Is it legal to stop crows from taking nests near my house?

The American Crow is protected under the Migratory Bird Treaty Act (50 CFR 10.13). Outside of state-prescribed hunting seasons (maximum 124 days per year, not during peak nesting), harassing, trapping, or killing crows is a federal offence. A depredation permit under 50 CFR 21.150 covers specific agricultural damage situations. Passive habitat modification, dense native cover and no food scraps attracting crows, is legal and the most effective long-term approach.

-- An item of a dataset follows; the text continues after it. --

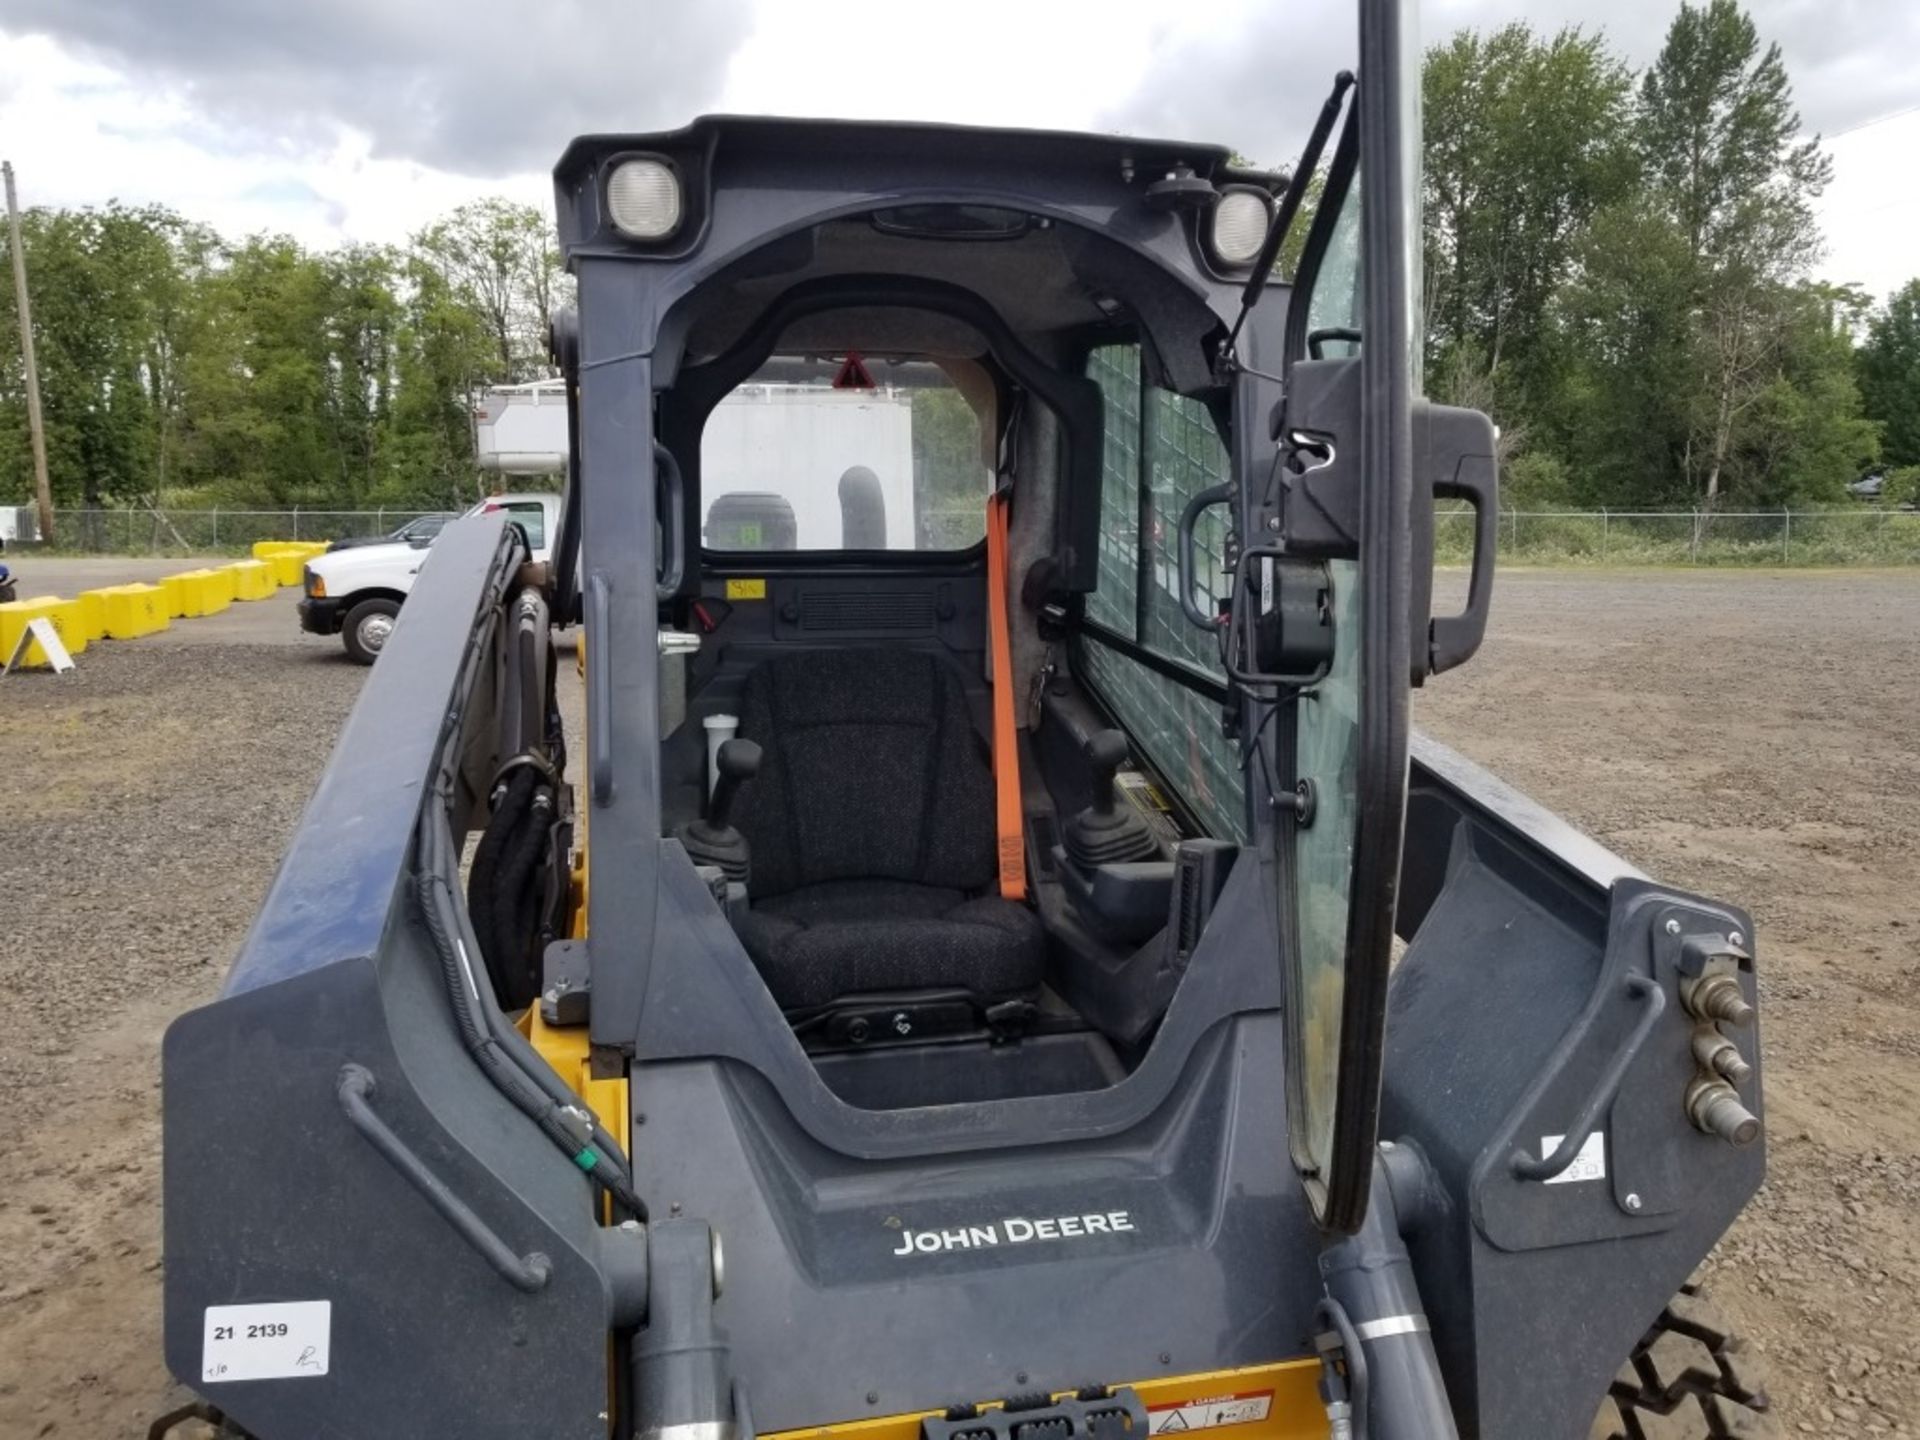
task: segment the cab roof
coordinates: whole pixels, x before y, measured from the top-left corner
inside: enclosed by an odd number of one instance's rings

Why do small birds attack crows?

American Robins, Eastern Kingbirds, Red-winged Blackbirds, and Barn Swallows all mob crows that approach active nests. The crow is the predator in those interactions; the smaller bird is the defender. McLean (1986) documented that robin mobbing calls attracted the American Crow complex to exposed nests, and that the defending robin made direct physical contact, including swoops and hits. Kingbirds are documented striking crows, hawks, and squirrels directly when defending nest contents.

Sources & References

  • Cornell Lab of Ornithology, Birds of the World: American Crow (Corvus brachyrhynchos): life history, diet, and nest predation behaviour
  • Cornell Lab of Ornithology, All About Birds: American Crow: ecology overview, mobbing behaviour, and legal status
  • Madden, C.F., Arroyo, B. & Amar, A. (2015). 'A review of the impacts of corvids on bird productivity and abundance.' Ibis 157(1):1–16. Forty-two studies, 326 evaluations: 81% showed no negative corvid influence; corvid-only removals were less effective than multi-predator removals.
  • Schmidt, K.A. & Whelan, C.J. (1999). 'The Relative Impacts of Nest Predation and Brood Parasitism on Seasonal Fecundity in Songbirds.' Conservation Biology 13(1):46–57. Nest predation dominates fecundity constraints across most parameterisations; impact is amplified in fragmented landscapes.
  • Chalfoun, A.D., Thompson, F.R. III & Ratnaswamy, M.J. (2002). 'Nest Predators and Fragmentation: a Review and Meta-Analysis.' Conservation Biology 16(2):306–318. Predator impacts are taxon-specific and context-dependent; corvids operate within a diverse guild that includes mammalian predators.
  • Marzluff, J.M., DeLap, J.H. & Haycock, K. (2015). 'Population Variation in Mobbing Ospreys by American Crows.' Wilson Journal of Ornithology 127(2):266–270. Mobbing intensity was higher toward Red-tailed Hawks and Bald Eagles than toward Ospreys, suggesting intensity scales with predatory threat to crows.
  • McLean, I.G. (1986). 'Mobbing Behaviour, Nest Exposure, and Breeding Success in the American Robin.' Behaviour 96:171–186. Robin mobbing calls attracted the American Crow complex to nest sites; exposed nests elicited direct physical contact from the defending robin.
  • U.S. Fish & Wildlife Service. 50 CFR 10.13, 20.133, 21.150: Migratory Bird Treaty Act protections, crow hunting season regulations, and depredation orders.